This problem was in my 7th grade math textbook

Yes, I did figure it out. First thing I did was grab some paper and wrote down some logical conclusions, such as: N has to be larger than 1. E has to be less than N. M has to be 1. O has to be 0. N + R has to be larger than 9. S +M has to be larger than 9. N + R, one or both have to be larger than 5..... Once I came to these logical conclusions it was easy to figure out. Took me about 30 minutes as well.

damm it again I made a false assumption. I thought no digit could be 0 :(

Our algebra teacher gave us a similar problem. HOCUS + POCUS = PRESTO. Nobody solved it that day. Years later, I remembered it and started working on it again. It took several hours, but I found a valid solution. Sadly, it has been lost to history and I don't feel like doing it again.

Hey.. I don't believe I solved it..I was going to see the video.. But when you said that we should really try it then u changed my mind and started solving it... And in 5 minutes I solved it without any paper or pen... Really I'm not telling lie...I was so happy when I solved the puzzle... I want to give thanks to Mr presh talwalker to encourage me and I solved it in the same way as you did...I still not believe that I have solved... Once again thanks to encourage me to solve this problem... And sorry for my bad English...

What helped me is that I made a grid with each row being a letter and each possible number being a column, then just put X's everywhere that was impossible.

Put the speed at 1.25x and he sounds normal

I have a similar question: ABC-CBA=CAB, and given A>B>C & {A,B,C are not 0.}

I did this whole thing in my head in under a minute on the toilet. How is it even possible that I'm single?

Did I figure it out? No way! But I enjoyed following your solution, very slowly and with many rewinds.
Thank you for your efforts. May you and yours stay well and prosper.

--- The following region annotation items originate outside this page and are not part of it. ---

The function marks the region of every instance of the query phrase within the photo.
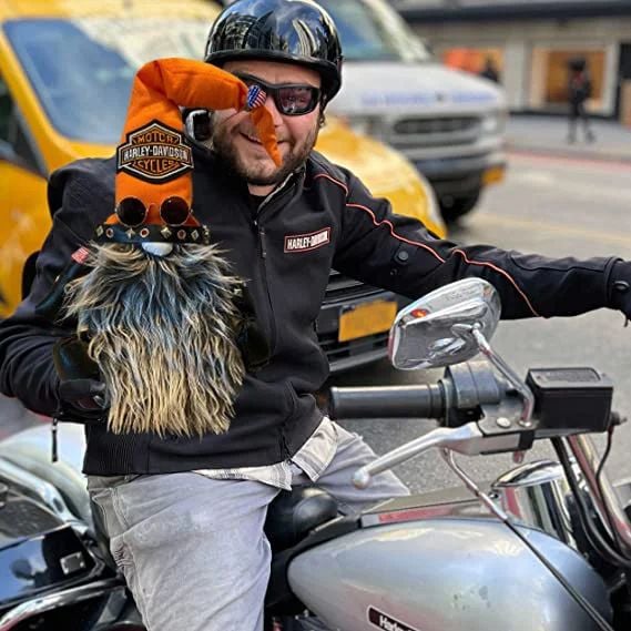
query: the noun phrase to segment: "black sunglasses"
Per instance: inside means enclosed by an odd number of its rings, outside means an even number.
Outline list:
[[[116,206],[116,216],[126,227],[138,227],[146,221],[149,208],[138,197],[125,197]],[[160,204],[162,221],[172,227],[183,225],[193,214],[193,208],[182,197],[167,197]]]
[[[285,116],[308,114],[319,103],[320,89],[308,83],[278,83],[275,85],[245,72],[235,72],[234,75],[248,88],[251,85],[262,88],[267,95],[274,99],[276,109]]]

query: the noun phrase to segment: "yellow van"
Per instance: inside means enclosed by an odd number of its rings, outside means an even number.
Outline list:
[[[199,59],[218,10],[201,0],[0,0],[0,317],[20,302],[50,228],[48,175],[111,155],[135,70],[161,57]],[[317,149],[397,213],[445,234],[430,186],[401,155],[334,119]],[[396,297],[336,274],[329,289],[318,333],[333,368],[383,356],[389,323],[377,303]],[[340,334],[342,314],[357,306],[366,317]]]

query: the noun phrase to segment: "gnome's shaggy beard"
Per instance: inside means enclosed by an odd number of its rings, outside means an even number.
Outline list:
[[[244,366],[233,299],[242,281],[216,246],[165,257],[91,244],[93,269],[67,288],[65,314],[89,339],[108,387],[109,429],[160,436],[227,430]]]

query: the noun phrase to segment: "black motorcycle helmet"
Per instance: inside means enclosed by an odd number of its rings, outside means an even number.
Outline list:
[[[215,20],[204,60],[289,61],[319,72],[324,102],[342,84],[342,47],[330,16],[312,0],[236,0]]]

This was on the study guide for my 1st math test of the year

My reasoning was similar but I started with more general observation that when adding 2 numbers carryovers cannot be greater than 1 - no matter the column (since 9+9=18, and 18+1 < 20)

I figured it out but in quite a different way. Very satisfying.

This is how I approached it:
M can only be 1 since you can only carry over at most 1 from a sum of two numbers. => *M=1*
O could only be 0 or 1 at most, but since 1 is already taken, *O=0.*
E+O must be less than 10 since N would otherwise be 0, which is already taken, so there can't be a carry over. Therefore *S=9.*
For E to not be equal to N, there must be a carry over from N+R=E and therefore N=E+1.
Since N=E+1, N+R=E can only be true if *R=8* and there is a carry over from D+E=Y.
Since Y can't be 0 or 1, D+E must be 12+ and since N=E+1, the only way to achieve that is if D is the highest untaken number, so *D=7*
E must also be the highest number it can be, With 7,8 and 9 taken and N=E+1, *E=5.*
Therefore D+E=12 which means *Y=2.*
N=E+1, so *N=6*
So it is 9567
+1085
= 10652

Make another video of which number is each letter

This is a classic cryptarithm puzzle where each letter represents a distinct digit.
To solve the puzzle, we need to use some logic and trial and error to assign a unique digit to each letter in a way that satisfies the equation.
One approach is to start with the leftmost letter and work our way towards the right. Since the sum of the two numbers has to be a four-digit number, we know that M must be either 1 or 2 (because if M=3 or higher, the sum would be at least 3000+3000=6000, which is a five-digit number).
Let's assume that M=1. Then, the equation becomes:
1ORE
+1ORE
------
MONEY
Since E+ E = Y, we know that E cannot be 0, 5, or higher. Let's assume that E=6 (we can check later whether this assumption is correct or not). Then, the equation becomes:
1OR6
+1OR6
------
MO6Y
Since 1+1=2, we know that O+O+1=Y, which means that Y must be an even number. The only even digit that hasn't been used yet is 8, so we can assume that Y=8. Then, the equation becomes:
1OR6
+1OR6
------
MO68
Since R+R+1=8, we know that R=3. Then, the equation becomes:
1O36
+1O36
------
MO68
Since O+O=6, we know that O=3. But this violates the rule that each letter must represent a distinct digit. Therefore, our assumption that M=1 must be wrong.
Let's try the other possibility, which is M=2. Then, the equation becomes:
2ORE
+2ORE
------
MONEY
Since E+E= Y, we know that E cannot be 0, 5, or higher. Let's assume that E=4. Then, the equation becomes:
2OR4
+2OR4
------
MO4Y
Since 2+2=4, we know that O+O+1=Y, which means that Y must be an odd number. The only odd digit that hasn't been used yet is 5, so we can assume that Y=5. Then, the equation becomes:
2OR4
+2OR4
------
MO45
Since R+R+1=9, we know that R=4. Then, the equation becomes:
2O44
+2O44
------
MO45
Since O+O=8, we know that O=4. But this violates the rule that each letter must represent a distinct digit. Therefore, there is no solution with M=2 either.
Therefore, there is no solution to this cryptarithm puzzle with each letter representing a distinct digit.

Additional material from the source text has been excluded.